Some of that surely will get lost now, as talk turns to the nitty-gritty debates we get bogged down in at tournament time, with basketball taking a back seat to “bracketology” for the next several days.

And go ahead: Crunch the numbers, if you must. Michigan State finished the regular season with 11 Quadrant 1 wins — the new top-50 measure utilized by the NCAA tournament selection committee. That’s tied with Virginia and Kentucky for most in the nation, and while that late-season loss to Indiana might’ve torpedoed their chances for a No. 1 seed, the Spartans, who expect Ward to return this week for the Big Ten tournament in Chicago, remain in the hunt, at least.

Michigan’s case for a No. 1 fell apart down the stretch, mostly because the Wolverines twice came unglued in the second half against their rivals.

Saturday, they let the officiating dictate their lineups, then lost their heads when the Spartans finally found their rhythm, Winston putting the ball on a string and “dragging us all over the floor,” as Michigan forward Isaiah Livers put it.

After Livers’ layup put Michigan up 50-45 with 12:23 to play Saturday, the Wolverines went more than 7 minutes without a made field goal. And by the time Jordan Poole’s 3-pointer fell with 5:03 left, the Spartans led by double digits, Michigan’s leading scorer, Ignas Brazdeikis, had fouled out, and the Breslin Center crowd had gone full tilt. (“That was like old times,” Izzo said.)

“I just remember the ball not going into the net for a while,” Livers said afterward, leaning against the cinder block wall outside the visitors’ locker room. “I looked up and was like, ‘Dang, we still have the same score.’”

And when it was over, they still had the same result: Another loss to their in-state rivals, this time with the stakes even higher than they were two weeks earlier in Ann Arbor.

“The bad part about that was Coach B was emphasizing poise,” Livers added. “We weren’t poised at all.”

No, they weren’t. Beilein even used the word “imploded” in his postgame comments, though he later amended that to use the word “poise” as well.

Plenty to still play for

But whatever it was, or wasn’t, it’s something only experience will correct. Michigan doesn’t have the offensive firepower it possessed a year ago, but it also doesn’t have quite the same veteran savvy Beilein relied on at crunch time.

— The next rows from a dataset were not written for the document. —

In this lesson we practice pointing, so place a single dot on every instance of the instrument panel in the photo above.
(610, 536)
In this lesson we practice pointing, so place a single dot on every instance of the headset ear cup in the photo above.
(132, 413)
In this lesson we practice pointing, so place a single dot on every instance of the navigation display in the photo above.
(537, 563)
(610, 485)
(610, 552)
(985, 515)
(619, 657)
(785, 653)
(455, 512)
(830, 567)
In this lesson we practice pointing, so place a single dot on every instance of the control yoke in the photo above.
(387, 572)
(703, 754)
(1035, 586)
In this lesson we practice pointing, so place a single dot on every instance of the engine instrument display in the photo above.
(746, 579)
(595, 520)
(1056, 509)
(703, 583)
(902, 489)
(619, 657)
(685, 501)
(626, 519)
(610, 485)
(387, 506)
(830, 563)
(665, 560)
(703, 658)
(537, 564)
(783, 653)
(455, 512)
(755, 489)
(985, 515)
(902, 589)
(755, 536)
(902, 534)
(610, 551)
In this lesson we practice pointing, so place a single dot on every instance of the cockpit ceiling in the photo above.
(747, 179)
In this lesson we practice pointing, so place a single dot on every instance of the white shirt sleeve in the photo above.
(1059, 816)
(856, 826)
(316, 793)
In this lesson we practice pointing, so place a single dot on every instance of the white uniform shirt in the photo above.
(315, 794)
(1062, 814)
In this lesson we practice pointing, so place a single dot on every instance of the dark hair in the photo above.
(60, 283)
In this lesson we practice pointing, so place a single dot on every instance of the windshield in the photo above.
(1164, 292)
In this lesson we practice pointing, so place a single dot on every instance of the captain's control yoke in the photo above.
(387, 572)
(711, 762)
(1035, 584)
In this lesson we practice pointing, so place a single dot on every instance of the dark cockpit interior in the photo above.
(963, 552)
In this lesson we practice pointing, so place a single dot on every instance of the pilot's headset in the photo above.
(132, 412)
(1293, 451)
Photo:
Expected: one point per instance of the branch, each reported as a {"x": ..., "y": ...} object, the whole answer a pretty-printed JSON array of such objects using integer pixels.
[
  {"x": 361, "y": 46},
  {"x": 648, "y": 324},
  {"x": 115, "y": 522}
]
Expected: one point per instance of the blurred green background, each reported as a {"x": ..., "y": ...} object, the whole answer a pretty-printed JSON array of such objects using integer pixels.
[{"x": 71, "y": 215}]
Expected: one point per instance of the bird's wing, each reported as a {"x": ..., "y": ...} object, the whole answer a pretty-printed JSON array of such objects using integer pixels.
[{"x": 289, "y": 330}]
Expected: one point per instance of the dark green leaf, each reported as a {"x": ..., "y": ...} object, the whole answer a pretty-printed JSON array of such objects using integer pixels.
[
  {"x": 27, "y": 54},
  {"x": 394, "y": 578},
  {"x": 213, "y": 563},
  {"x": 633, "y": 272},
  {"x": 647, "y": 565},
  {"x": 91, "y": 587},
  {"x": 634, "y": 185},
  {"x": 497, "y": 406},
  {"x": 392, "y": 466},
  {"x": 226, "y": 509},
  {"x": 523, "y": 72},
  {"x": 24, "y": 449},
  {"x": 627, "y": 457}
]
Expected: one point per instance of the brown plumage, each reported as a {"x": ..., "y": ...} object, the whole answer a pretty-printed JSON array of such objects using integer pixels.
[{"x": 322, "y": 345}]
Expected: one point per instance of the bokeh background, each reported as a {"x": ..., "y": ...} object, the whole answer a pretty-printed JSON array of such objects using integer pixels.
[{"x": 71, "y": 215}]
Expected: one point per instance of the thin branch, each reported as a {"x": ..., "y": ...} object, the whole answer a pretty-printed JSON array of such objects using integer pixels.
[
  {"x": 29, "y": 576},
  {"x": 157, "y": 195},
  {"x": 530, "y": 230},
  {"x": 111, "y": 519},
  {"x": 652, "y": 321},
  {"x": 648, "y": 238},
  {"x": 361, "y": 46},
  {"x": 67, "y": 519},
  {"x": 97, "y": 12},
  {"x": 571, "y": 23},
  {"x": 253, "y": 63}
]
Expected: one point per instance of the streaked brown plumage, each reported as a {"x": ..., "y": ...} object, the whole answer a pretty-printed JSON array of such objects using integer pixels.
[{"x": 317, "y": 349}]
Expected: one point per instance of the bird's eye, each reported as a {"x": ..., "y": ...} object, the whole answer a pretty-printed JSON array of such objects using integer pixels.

All the more reason why the Wolverines are banking on Charles Matthews’ return from an ankle injury to solve some of their problems. He’s more than just Michigan’s most important defensive player. He’s also a 1-on-1 scorer who can limit the kind of droughts that doomed Michigan against Michigan State — or even carry a team, at times, the way he did in last year’s Final Four run.

“We’ve got a lot of gas left,” Haynes said. “And with Charles Matthews coming back, I think it’s gonna be really good for us.”

That said, I don’t think either of these head coaches would be all that upset if they didn’t see each other again next Sunday in the Big Ten tournament championship game.

Michigan’s draw sets them up fairly well for a run at a third straight tournament title, and that might do wonders for the team’s confidence, particularly if Brazdeikis can stay hot or Poole can find his groove. Beilein’s teams are 17-4 in March the last three seasons, but after a 17-0 start to this season, the expectations were ratcheted even higher. Maybe too high. But they are what they are.

Izzo, meanwhile, knows this banner night won’t be remembered the way it should if his team can’t make it past the first weekend of the NCAA Tournament for a fourth consecutive season. A semifinal loss in Chicago wouldn’t be the worst thing in the world — especially for Winston’s ailing knee — but a loss the following weekend sure would feel like it.

And even in the afterglow Saturday night, that needed to be verbalized.

“It’s a great feeling, it’s a great accomplishment,” Winston said, as the Big Ten trophy sat on display not far away. “But it’s not the ending for us. and it’s not the end of the season for us. There’s a lot of other things that we can accomplish.”